Wednesday, February 2, 2011

Gospel Text for Sunday, February 6, 2011

Matthew 5:13-20

Jesus said, "You are the salt of the earth; but if salt has lost its taste, how can its saltiness be restored? It is no longer good for anything, but is thrown out and trampled under foot.

"You are the light of the world. A city built on a hill cannot be hid. No one after lighting a lamp puts it under the bushel basket, but on the lampstand, and it gives light to all in the house. In the same way, let your light shine before others, so that they may see your good works and give glory to your Father in heaven.

"Do not think that I have come to abolish the law or the prophets; I have come not to abolish but to fulfill. For truly I tell you, until heaven and earth pass away, not one letter, not one stroke of a letter, will pass from the law until all is accomplished. Therefore, whoever breaks one of the least of these commandments, and teaches others to do the same, will be called least in the kingdom of heaven; but whoever does them and teaches them will be called great in the kingdom of heaven. For I tell you, unless your righteousness exceeds that of the scribes and Pharisees, you will never enter the kingdom of heaven."


1 comment:

  1. In 1930 Mahatma Gandhi led more than 100,00 Indian people on a march to the seaside town of Dandi, where people of every class and distinction illegally made salt to protest the oppressive British salt tax. This act of civil disobedience was instrumental in liberating the Indian people from oppressive British law. This act was intended to fulfill God’s law of mercy and love.

    And that is precisely what Jesus was asking the disciples to do when he instructed them to be as salt. He did not instruct them to become a new kind of religious officials, he did not model for them a way of replacing one kind of oppressive law with another. Jesus called for a radical and subversive new way of being. A few chapters after this reading Matthew’s Jesus said, “ Go and see what it means – I want mercy not sacrifice…” (12.7)

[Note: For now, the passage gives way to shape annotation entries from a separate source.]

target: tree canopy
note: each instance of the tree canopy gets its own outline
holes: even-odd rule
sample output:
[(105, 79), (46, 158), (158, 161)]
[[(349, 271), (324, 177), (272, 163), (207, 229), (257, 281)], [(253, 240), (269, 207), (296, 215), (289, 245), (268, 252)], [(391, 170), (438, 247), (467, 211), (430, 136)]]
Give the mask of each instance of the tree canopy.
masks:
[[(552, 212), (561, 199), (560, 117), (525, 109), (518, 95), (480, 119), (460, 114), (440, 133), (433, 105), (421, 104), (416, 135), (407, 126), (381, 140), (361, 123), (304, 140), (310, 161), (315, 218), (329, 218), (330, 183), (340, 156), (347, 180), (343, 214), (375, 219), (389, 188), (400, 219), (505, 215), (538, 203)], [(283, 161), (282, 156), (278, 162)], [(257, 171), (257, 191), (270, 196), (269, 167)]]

    The way of sacrifice is the way of excluding what is undesirable. It is the way of judging who is good and who is not so good, who is in and who is out. It is the way of separation of classes and power and resources and access to resources. It is the way of sacrificing some for the benefit of others. It is the way of maintaining the status quo, the structures of imperial control. In his life, death and resurrection Jesus revealed the way of transformed life whereby sacrifice of the other is transformed into self-sacrifice, wherein the law of judgment is transformed into the law of love.

    Jesus was and is the fulfillment of the law because he transformed the way of the world into the way of God’s kingdom. Jesus transformed the way of self-righteousness into the way of righteousness for other.